In comparison with prose, “structured” data really means more simple, more granular structure. An essay is as much a data structure as any set of box scores or relational database. Simple granular data structure is attractive compared to prose narrative for two reasons:
- Information in simple granular structures can afford to be more concise because the context of that information is provided by the structure, rather than by more content.
- It facilitates algorithmic automation — it’s easier to make a computer do the boring parts of interpretation, like searching or calculating confidence distributions.

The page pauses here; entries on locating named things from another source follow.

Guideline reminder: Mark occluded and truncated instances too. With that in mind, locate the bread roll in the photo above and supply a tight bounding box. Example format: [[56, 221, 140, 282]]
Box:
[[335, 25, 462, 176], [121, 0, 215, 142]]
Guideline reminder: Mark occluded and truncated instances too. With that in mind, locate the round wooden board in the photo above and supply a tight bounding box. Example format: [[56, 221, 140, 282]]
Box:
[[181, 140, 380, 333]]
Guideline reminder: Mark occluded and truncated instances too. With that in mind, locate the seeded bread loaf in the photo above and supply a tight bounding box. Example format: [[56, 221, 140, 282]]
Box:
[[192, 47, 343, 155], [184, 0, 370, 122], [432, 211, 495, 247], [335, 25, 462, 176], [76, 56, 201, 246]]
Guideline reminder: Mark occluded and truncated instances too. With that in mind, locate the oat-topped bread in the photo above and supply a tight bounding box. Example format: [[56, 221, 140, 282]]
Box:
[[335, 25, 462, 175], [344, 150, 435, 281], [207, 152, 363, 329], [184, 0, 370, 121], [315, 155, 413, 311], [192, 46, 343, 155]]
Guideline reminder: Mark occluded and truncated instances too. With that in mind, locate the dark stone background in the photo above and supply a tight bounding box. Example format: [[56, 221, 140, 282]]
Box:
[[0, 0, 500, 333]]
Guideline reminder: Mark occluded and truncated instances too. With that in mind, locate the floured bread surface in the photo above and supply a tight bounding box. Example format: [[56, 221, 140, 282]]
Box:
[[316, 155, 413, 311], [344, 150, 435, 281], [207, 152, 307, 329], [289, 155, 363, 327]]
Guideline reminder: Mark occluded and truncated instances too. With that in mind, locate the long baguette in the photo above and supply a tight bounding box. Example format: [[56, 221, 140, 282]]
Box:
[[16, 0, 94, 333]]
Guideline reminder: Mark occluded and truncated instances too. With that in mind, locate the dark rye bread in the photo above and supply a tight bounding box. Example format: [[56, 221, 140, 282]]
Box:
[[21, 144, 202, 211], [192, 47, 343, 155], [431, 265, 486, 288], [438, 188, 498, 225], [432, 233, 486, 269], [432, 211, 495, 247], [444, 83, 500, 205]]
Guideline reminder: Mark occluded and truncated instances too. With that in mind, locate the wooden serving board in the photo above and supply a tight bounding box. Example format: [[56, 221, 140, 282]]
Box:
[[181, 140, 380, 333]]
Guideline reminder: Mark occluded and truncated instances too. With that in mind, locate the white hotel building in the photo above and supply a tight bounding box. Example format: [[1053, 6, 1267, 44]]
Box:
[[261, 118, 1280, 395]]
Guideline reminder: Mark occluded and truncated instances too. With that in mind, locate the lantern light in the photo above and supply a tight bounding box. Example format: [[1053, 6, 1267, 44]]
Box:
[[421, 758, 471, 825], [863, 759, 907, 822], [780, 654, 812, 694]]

The implication of Dan’s first thesis, or at least the way he worded it in his long-form version, is that structured data doesn’t distort the way we view the world. It does. I don’t think Dan actually believes in the objectivity of data, but it’s a conversation worth having. Like Dan says, narrative tends to impose a conflict and a resolution on a story, but any data structure will impose something on the facts. Structure is as structure does, whether narrative, database or otherwise. The trick is to choose a structure that represents what we decide is valuable to know. Journalism itself has a built-in bias towards covering information meeting the criteria of newsworthiness:
- Timing
- Impact
- Proximity
- Prominence
- Human Interest
- Exception
- Conflict
- Whatever floats your editor’s boat
The difference I want to highlight is that, with structured data, the judgement of what is and isn’t important is no longer on a case-by-case basis. A reporter writing a traditional article can decide that one eyewitness quote is more important than another. A database may as well store them all and paint a much bigger picture, but another database may only store the official police report. The judgements are in the structure, and then inherited any observation of reality you record in that structure.
I’m not calling that a good or a bad thing, only something to be mindful of.